Tagged: Jurgen Schmidhuber

Active Deep Learning

BrainDeep Learning methods that use auto-associative neural networks to pre-train (with bottlenecking methods to ensure generalization) have recently been shown to perform as well and even better than human beings at certain tasks like image categorization. But what is missing from the proposed methods? There seem to be a range of challenges that revolve around temporal novelty and sequential activation/classification problems like those that occur in natural language understanding. The most recent achievements are more oriented around relatively static data presentations.

Jürgen Schmidhuber revisits the history of connectionist research (dating to the 1800s!) in his October 2014 technical report, Deep Learning in Neural Networks: An Overview. This is one comprehensive effort at documenting the history of this reinvigorated area of AI research. What is old is new again, enhanced by achievements in computing that allow for larger and larger scale simulation.

The conclusions section has an interesting suggestion: what is missing so far is the sensorimotor activity loop that allows for the active interrogation of the data source. Human vision roams over images while DL systems ingest the entire scene. And the real neural systems have energy constraints that lead to suppression of neural function away from the active neural clusters.

Novelty in the Age of Criticism

Lower Manhattan Panorama because I am in Jersey City, NJ tonight.
Lower Manhattan panorama because I am in Jersey City, NJ as I write this, with an awesomely aesthetic view.

Gary Cutting from Notre Dame and the New York Times knows how to incite an intellectual riot, as demonstrated by his most recent The Stone piece, Mozart vs. the Beatles. “High art” is superior to “low art” because of its “stunning intellectual and emotional complexity.” He sums up:

My argument is that this distinctively aesthetic value is of great importance in our lives and that works of high art achieve it much more fully than do works of popular art.

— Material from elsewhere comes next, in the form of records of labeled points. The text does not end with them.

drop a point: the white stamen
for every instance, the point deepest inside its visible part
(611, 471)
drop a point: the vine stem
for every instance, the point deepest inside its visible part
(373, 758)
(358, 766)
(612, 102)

But what makes up these notions of complexity and distinctive aesthetic value? One might try to enumerate those values or create a list. Or, alternatively, one might instead claim that time serves as a sieve for the values that Cutting is claiming make one work of art superior to another, thus leaving open the possibility for the enumerated list approach to be incomplete but still a useful retrospective system of valuation.

I previously argued in a 1994 paper (published in 1997), Complexity Formalisms, Order and Disorder in the Structure of Art, that simplicity and random chaos exist in a careful balance in art that reflects our underlying grammatical systems that are used to predict the environment. And Jürgen Schmidhuber took the approach further by applying algorithmic information theory to novelty seeking behavior that leads, in turn, to aesthetically pleasing models. The reflection of this behavioral optimization in our sideline preoccupations emerges as art, with the ultimate causation machine of evolution driving the proximate consequences for men and women.

But let’s get back to the flaw I see in Cutting’s argument that, in turn, fits better with Schmidhuber’s approach: much of what is important in art is cultural novelty. Picasso is not aesthetically superior to the detailed hyper-reality of Dutch Masters, for instance, but is notable for his cultural deconstruction of the role of art as photography and reproduction took hold. And the simplicity and unstructured chaos of the Abstract Expressionists is culturally significant as well. Importantly, changes in technology are essential to changes in artistic outlook, from the aforementioned role of photography in diminishing the aesthetic value of hand renderings to the application of electronic instruments in Philip Glass symphonies. Is Mozart better than Glass or Stravinsky? Using this newer standard for aesthetics, no, because Mozart was working skillfully (and perhaps brilliantly) but within the harmonic model of Classical composition and Classical forms. He was one of many. But Wagner or Debussy changed the aural landscape, by comparison, and by the time of tone rows and aleatoric composition, conventional musical aesthetics were largely abandoned, if only fleetingly.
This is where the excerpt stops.